Reference porewaters used for safety assessment are commonly defined at standard temperature and pressure conditions (i.e. 25 °C, 1 bar). Thus, porewater chemistry data obtained from laboratory experiments at room temperature closely reflect such conditions. In-situ temperatures and hydrostatic pressures of the Opalinus Clay porewater, however, are higher, and may reach up to 50 °C and 90 bar, depending on the location and depth of the repository.
Thermodynamic equilibria are rather insensitive to temperature in the range of interest (in-situ temperature 30 – 50 °C) as indicated by both experimental and modelling studies from the French programme (Beaucaire et al. 2012, Gailhanou et al. 2017) and modelling of the Opalinus Clay porewaters (Wersin et al. 2020, Mäder & Wersin 2023). An example of a modelling exercise is illustrated in Fig. 5‑20 in which the effect of temperature on the reference porewater composition (Mäder & Wersin 2023) is shown in the range of 25 – 80 °C. The main aqueous components Na, Ca, Mg, Cl and SO4 show very little change within this temperature range. The largest change is indicated for pH and pCO2, which is because of the change in CO2 solubility and the dissociation constant of H2O with temperature. Thus, pH is shifted to about 0.5 units lower values when passing from 25 to 50 °C.
The effect of pressure on the Opalinus Clay porewater composition has also been evaluated by thermodynamic modelling (Wersin et al. 2020). In these calculations, it was shown that an increase in pressure up to 90 bars results in only very minor changes in the composition in spite of the higher solubility ofCO2.
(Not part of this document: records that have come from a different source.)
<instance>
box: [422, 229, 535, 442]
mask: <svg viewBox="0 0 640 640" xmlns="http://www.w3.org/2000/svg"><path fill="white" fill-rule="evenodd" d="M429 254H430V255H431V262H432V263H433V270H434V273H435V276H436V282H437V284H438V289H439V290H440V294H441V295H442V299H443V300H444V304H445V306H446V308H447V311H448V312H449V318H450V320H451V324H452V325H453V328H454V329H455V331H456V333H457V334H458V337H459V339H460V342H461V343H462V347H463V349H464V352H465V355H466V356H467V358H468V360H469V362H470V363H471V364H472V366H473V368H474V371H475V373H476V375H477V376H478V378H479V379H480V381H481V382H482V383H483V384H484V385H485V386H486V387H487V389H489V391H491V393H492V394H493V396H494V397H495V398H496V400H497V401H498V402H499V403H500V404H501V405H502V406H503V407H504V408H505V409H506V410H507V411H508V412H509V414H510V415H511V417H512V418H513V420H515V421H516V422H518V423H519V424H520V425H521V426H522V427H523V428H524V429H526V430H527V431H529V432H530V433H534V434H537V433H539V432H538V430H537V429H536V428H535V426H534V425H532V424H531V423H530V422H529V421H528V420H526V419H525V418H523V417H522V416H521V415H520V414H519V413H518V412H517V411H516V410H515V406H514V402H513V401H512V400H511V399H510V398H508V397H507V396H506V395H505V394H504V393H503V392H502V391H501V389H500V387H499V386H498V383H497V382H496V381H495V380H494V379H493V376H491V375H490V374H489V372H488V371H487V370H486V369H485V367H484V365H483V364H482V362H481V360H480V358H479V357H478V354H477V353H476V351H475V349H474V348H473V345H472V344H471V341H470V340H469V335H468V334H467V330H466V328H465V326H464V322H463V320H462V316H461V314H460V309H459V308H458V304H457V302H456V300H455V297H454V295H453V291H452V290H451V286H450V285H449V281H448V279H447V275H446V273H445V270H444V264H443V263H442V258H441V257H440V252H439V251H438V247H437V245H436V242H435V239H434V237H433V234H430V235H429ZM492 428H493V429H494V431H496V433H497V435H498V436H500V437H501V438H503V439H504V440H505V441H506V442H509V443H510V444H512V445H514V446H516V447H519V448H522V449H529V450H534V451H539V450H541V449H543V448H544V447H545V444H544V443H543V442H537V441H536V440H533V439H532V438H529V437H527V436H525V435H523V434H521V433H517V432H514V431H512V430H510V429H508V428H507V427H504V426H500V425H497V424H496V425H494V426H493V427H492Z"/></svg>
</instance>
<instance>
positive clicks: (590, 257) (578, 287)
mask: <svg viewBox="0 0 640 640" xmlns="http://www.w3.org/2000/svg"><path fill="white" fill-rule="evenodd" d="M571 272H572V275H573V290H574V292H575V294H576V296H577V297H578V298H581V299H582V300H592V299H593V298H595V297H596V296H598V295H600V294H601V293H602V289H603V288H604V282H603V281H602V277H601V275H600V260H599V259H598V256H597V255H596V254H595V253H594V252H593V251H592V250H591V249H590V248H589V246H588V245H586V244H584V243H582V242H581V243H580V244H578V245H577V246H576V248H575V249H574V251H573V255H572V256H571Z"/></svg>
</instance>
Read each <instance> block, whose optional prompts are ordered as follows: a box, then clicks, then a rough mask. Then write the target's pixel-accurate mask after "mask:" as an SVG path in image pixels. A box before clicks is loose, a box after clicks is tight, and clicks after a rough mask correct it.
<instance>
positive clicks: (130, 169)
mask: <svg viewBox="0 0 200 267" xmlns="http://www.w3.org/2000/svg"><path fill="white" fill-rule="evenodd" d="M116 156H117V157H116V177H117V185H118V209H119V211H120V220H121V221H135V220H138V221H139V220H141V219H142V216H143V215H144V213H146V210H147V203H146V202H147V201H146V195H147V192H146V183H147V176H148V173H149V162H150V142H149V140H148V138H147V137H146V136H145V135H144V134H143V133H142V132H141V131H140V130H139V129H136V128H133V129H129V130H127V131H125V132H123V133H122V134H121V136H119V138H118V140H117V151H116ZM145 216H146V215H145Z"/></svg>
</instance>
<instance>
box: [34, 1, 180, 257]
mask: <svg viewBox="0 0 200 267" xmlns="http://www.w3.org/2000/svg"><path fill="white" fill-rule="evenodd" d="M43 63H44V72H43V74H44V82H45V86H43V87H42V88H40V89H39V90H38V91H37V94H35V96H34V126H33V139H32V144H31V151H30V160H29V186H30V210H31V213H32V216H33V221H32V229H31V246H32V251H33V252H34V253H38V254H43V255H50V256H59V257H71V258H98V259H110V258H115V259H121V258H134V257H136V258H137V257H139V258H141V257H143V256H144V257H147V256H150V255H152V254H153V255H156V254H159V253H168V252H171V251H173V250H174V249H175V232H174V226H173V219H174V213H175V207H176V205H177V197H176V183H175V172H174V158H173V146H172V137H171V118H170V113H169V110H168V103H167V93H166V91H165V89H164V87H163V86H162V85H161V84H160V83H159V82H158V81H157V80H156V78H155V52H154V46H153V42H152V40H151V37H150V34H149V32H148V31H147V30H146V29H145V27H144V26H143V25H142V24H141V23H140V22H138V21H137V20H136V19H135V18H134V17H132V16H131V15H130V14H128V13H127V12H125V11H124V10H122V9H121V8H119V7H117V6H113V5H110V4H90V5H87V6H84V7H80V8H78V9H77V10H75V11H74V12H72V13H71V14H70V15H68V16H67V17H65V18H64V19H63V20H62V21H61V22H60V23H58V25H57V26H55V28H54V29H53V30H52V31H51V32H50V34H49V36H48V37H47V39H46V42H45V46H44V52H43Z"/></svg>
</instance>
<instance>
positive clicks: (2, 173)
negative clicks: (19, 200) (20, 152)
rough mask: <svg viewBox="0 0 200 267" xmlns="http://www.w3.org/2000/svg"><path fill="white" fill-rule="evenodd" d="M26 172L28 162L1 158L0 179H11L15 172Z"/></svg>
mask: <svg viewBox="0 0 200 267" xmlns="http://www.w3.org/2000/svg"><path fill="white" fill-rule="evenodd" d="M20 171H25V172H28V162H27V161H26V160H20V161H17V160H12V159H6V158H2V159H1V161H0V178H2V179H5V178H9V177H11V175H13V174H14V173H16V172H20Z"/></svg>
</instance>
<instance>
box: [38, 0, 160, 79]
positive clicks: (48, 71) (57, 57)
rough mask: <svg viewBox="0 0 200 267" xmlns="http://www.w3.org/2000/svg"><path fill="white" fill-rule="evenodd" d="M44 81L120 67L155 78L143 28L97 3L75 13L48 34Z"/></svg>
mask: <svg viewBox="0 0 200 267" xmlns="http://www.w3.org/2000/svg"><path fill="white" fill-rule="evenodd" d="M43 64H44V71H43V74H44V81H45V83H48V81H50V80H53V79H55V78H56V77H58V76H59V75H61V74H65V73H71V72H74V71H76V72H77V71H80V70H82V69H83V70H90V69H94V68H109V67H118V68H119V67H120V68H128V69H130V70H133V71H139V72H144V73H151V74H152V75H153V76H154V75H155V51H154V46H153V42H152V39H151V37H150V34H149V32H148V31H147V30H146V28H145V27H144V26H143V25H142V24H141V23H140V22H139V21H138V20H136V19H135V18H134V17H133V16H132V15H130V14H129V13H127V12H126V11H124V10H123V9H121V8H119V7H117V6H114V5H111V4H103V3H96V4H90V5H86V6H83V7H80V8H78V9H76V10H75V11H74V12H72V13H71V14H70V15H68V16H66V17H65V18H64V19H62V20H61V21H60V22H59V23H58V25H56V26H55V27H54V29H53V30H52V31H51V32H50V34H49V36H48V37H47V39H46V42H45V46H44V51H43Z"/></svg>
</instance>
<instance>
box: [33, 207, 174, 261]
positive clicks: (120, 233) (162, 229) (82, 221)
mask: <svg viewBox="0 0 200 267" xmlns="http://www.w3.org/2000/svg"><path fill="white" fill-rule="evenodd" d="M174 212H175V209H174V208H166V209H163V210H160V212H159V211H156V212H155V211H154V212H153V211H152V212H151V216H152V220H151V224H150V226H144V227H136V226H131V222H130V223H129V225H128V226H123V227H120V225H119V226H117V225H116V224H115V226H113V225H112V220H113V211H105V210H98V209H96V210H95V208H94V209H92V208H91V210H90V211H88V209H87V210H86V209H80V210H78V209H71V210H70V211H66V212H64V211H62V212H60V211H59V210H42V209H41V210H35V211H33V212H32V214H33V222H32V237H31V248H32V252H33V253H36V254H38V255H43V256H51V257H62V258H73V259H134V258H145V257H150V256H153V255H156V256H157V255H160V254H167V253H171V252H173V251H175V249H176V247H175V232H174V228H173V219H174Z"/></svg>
Fig. 5‑20:Modelled concentrations of main porewater components (upper panel) as well as log(pCO2) (bar) and pH (lower panel) as a function of temperature using an alternative porewater model including clay mineral phases (curves)
Squares allow comparison to the reference model (25 °C, fixed pCO2 = 10-2.2 bar; Mäder & Wersin 2023).
Model runs performed for three different sets of clay-mineral equilibria: kaolinite/chlorite, kaolinite/illite, chlorite/illite. Solid lines: The PSI Thermodynamic Database (Hummel & Thoenen 2023), dashed lines: ThermoChimie (Giffaut et al. 2014, Rodriguez et al. 2022). Both databases indicate very similar results in ion composition but some differences regarding simulated pH/pCO2. The latter point is related to different thermodynamic data of clay minerals used in the two databases.